Unlike Treemaker, Splitter is designed to be as generic as possible, and to not require a rewrite of your analysis code. When using Splitter, you simply write a Python configuration file that knows how to run your job and to pass it a set of files to run over. Then, you can use two command-line tools, run-split-job and multisplit, to actually run the job.

Configuration Files

Splitter "configuration files" (really Python modules) are of the following form:

def run(files, name_append=""):
    # the function to actually run your job, over the "files" parameter.
    name = name_root + name_append

def getFiles():
    # the function to retrieve a list of files, in any format Treemaker can understand

def getName():
    # the function to return the name of your job for internal Treemaker usage

The "name_append" parameter to the run function will usually be "Index#", where # is the job ID, but it may be the empty string if the user does not request any job splitting.

These "configuration files" are designed to be as simple as possible. The only function that should need to do any work is run; the idea is that from this configuration, you will import the script that actually runs your jobs, and then call a function in that script to run the job, passing it a list of files to run over. From my experience with such scripts, it's likely that you may may need to modify it in two ways (depending on how you originally wrote it) for it to be usable as part of a Splitter job:

  1. Wrap all your code under an if __name__ == '__main__': block. This prevents code from being ran when the Python script is imported as a module from another module or script, but not when it's ran directly as a script. (This is common practice for Python software, but is not always done in scientific scripts).

  2. Define a function that takes at least one argument, a list of files to run over, and have that function be the thing that actually starts your jobs.

Once you've modified your script as above, you should be able to import it from your Splitter configuration file and invoke it from the run function.

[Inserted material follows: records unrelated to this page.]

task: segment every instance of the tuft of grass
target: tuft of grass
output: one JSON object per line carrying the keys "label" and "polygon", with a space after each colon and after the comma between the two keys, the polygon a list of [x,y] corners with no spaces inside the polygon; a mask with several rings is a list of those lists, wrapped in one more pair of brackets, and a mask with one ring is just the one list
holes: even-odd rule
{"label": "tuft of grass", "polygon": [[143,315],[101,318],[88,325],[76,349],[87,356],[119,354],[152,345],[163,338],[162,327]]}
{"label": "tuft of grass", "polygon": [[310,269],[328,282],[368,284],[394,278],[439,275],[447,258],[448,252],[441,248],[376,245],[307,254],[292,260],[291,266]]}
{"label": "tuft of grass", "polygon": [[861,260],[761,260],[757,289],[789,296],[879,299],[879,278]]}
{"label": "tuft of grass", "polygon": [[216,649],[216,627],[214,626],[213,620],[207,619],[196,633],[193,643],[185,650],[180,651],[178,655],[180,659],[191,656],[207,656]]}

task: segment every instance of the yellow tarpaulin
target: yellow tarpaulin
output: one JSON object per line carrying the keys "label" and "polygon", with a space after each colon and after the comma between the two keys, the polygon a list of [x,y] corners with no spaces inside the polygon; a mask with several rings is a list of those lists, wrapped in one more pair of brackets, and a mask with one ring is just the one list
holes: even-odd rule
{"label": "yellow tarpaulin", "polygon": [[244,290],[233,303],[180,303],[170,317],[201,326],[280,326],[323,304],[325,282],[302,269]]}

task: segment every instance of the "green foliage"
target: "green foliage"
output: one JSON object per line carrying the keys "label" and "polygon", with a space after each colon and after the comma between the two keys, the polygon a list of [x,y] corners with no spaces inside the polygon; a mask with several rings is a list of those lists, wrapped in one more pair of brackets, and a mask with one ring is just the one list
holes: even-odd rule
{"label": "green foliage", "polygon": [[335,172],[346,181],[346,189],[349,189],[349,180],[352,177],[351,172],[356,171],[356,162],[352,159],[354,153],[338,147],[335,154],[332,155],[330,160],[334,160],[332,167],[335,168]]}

(Note that you could pass the list of files as an argument via the command line, or do something more esoteric. This is simply the recommended way to run your jobs).

Example

An example Splitter configuration file is available in Splitter/data/electron_2015C.py. This was designed to work with a Treemaker being used in a Z' to tT' analysis; the entire treemaker was not included, just the modified script to run it modified as discussed above.

Using run-split-job

Once you have a configuration file, you can use the run-split-job command to run jobs. It is invoked as follows:

run-split-job (--split-into N | --split-by N) [--split-index i] ./configuration.py

Where "./configuration.py" is the path to your Splitter config file, written as described above.

The job splitting arguments work exactly as they do for Treemaker itself; please consult that documentation to gain an understanding of how things work.

Multiprocessing split jobs

The main disadvantage run-split-job has over Treemaker proper is that it doesn't do any parallel processing by default. Thus, the multisplit tool was written in order to allow parallel processing of the split jobs. It is invoked as:

multisplit (--split-into N | --split-by N) ./configuration.py

This lets you run all the split jobs in parallel. Note that all jobs will not run simultaneously, just as is the case with treemaker: you will be bottlenecked by the number of cores on the machine you are using for Splitter. However, they will all eventually run without the user having to manually start them.

Advanced multisplit usage

Sometimes running the entire job with multisplit will simply take too long (especially when using the xRootD integration). Thus, to allow more fine-grained control over what jobs actually run, two options were added to multisplit that are not present in normal Treemaker job splitting.

  • --start-at X says "start running at the Xth split job" and run until the end.

  • --stop-at Y says "run until the Yth split job".

These can, of course, be mixed to run from X until Y.

As an example of why you might want this functionality: if you want to run 2000 jobs, but know that it will take multisplit 24 hours to do so (perhaps by bitter experience), you can run multisplit --start-at 0 --stop-at 500, multisplit --start-at 500 --stop-at 1000, and so on on four different machines in order to do the entire processing in six hours.

Limitations

  • Unlike treemaker, there is not currently condor integration. (But you can do this manually, if you want).

  • The output files of multisplit jobs are not automatically hadd'd together, so this must be done manually.